DEV Community

Hamzeh Alsarabi
Hamzeh Alsarabi

Posted on

I Built a Real-Time AI Voice Agent That Automates Your Business Workflows in 2 days - From Bahrain, During a War

I'm writing this from Bahrain, where the ongoing conflict in the Middle East has turned everything upside down. School went fully online, everything got canceled, and life became unpredictable. I joined the Gemini Live Agent Challenge hackathon late, and then when I finally had time to sit down and build - the war escalated all of a sudeen. I had two spare days before the deadline.
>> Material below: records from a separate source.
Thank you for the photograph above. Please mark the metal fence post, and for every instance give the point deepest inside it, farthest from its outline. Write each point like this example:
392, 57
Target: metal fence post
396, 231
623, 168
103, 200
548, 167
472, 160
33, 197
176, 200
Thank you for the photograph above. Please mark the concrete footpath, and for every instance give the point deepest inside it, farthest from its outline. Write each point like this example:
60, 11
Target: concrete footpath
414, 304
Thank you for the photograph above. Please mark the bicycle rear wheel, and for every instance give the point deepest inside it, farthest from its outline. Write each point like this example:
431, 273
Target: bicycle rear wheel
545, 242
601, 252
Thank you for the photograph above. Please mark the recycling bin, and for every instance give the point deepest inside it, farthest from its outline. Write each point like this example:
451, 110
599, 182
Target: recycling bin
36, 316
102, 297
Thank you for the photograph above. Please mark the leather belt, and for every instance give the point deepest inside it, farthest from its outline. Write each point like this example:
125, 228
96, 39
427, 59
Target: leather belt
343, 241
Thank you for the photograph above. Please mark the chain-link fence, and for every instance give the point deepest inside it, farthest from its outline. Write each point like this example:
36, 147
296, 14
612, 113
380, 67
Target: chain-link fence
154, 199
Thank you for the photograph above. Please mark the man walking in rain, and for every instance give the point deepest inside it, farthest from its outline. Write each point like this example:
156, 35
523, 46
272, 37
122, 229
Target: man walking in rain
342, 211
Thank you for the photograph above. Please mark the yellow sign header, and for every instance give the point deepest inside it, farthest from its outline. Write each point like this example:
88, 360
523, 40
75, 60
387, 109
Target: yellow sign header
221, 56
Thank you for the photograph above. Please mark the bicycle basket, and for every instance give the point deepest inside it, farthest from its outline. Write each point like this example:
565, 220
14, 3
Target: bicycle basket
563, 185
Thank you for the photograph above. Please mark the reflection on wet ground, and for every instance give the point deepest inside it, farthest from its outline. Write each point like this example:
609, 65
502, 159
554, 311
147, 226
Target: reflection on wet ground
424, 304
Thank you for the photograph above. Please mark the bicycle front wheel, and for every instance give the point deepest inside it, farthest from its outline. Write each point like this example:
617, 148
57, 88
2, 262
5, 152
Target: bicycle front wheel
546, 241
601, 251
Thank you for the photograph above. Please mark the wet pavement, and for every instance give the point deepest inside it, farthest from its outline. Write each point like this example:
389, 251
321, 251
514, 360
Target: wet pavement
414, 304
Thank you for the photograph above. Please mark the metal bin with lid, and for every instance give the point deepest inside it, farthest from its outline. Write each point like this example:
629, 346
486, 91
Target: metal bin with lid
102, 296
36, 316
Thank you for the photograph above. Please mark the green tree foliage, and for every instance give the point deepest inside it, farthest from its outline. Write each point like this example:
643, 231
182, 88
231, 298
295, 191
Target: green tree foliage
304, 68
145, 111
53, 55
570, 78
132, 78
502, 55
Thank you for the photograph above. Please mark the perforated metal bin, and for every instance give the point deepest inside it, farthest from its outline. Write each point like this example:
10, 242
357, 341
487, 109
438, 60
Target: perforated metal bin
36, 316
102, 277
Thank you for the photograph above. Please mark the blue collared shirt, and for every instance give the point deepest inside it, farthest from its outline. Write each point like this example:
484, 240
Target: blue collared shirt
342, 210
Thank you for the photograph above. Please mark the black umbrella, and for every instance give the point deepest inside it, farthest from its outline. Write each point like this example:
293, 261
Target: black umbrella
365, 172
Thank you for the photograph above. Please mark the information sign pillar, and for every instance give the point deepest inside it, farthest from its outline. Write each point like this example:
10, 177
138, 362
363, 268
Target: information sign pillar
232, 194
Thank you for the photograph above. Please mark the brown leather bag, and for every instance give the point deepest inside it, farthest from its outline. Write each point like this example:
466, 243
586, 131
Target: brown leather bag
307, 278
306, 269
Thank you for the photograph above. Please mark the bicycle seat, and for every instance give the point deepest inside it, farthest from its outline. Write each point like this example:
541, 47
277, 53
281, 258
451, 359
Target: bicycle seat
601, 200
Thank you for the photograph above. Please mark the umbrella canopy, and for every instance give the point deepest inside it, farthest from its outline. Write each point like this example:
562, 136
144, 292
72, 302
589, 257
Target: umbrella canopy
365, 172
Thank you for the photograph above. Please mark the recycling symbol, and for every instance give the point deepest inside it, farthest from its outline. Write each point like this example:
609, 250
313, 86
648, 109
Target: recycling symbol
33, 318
That's it.
This is what I built in those two days: Perks Live - a real-time voice AI that watches your screen, analyzes your business workflows, and automatically dispatches an n8n automation blueprint to your inbox, complete with an importable JSON workflow file.
I'm genuinely proud of what I've been able to make in 2 days during high-tension moments and conflict in the region. Here's how it works and what broke along the way.

The Problem

Small business operators and automation agencies spend hours manually analyzing workflows before they can even begin designing automations. What if an AI could watch your screen, understand your operational context, and architect solutions while you talk through the problem out loud?

What It Does

Sees your screen - JPEG frames at 1 FPS sent to Gemini
Hears you - continuous 16-bit PCM audio at 16kHz streamed in real time
Responds with voice - Gemini's native audio output (Aoede voice)
Fires automation blueprints - tool call → n8n webhook → AI Agent → email with downloadable .json workflow attachment
Shows AI reasoning live - separate feed in the UI displaying the model's thought process

The full pipeline runs in under 60 seconds from voice request to email in your inbox.

Architecture

React frontend (Firebase Hosting) → streams audio + screen frames via WebSocket → Gemini Live API → tool call fires → n8n Webhook → AI Agent node generates valid n8n workflow JSON → Convert to File → SMTP email with .json attachment

Tech Stack

Gemini Live API — gemini-2.5-flash-native-audio-preview-12-2025 on v1alpha
Google GenAI SDK — @google/genai for the Live API connection
Firebase Hosting — Google Cloud deployment
Vite + React, Web Audio API, raw WebGL GLSL shader for the background
n8n — webhook, AI Agent node, email dispatch

The Hardest Problems I Hit

Wrong model + wrong API version. My API key didn't have gemini-2.0-flash-live-001. Every connection attempt returned a 1008 disconnect. The fix was discovering gemini-2.5-flash-native-audio-preview-12-2025 on v1alpha.
clientContent vs realtime_input. I was sending audio with turnComplete: true on every 256ms chunk, telling Gemini the conversation was over constantly. The fix:
javascriptwsRef.current.send(JSON.stringify({
realtime_input: {
media_chunks: [{ mime_type: "audio/pcm;rate=16000", data: base64PcmString }]
}
}));
Browser Audio Autoplay Policy. AudioContext must be created synchronously before any await — the moment the call stack yields, the browser revokes the gesture token permanently.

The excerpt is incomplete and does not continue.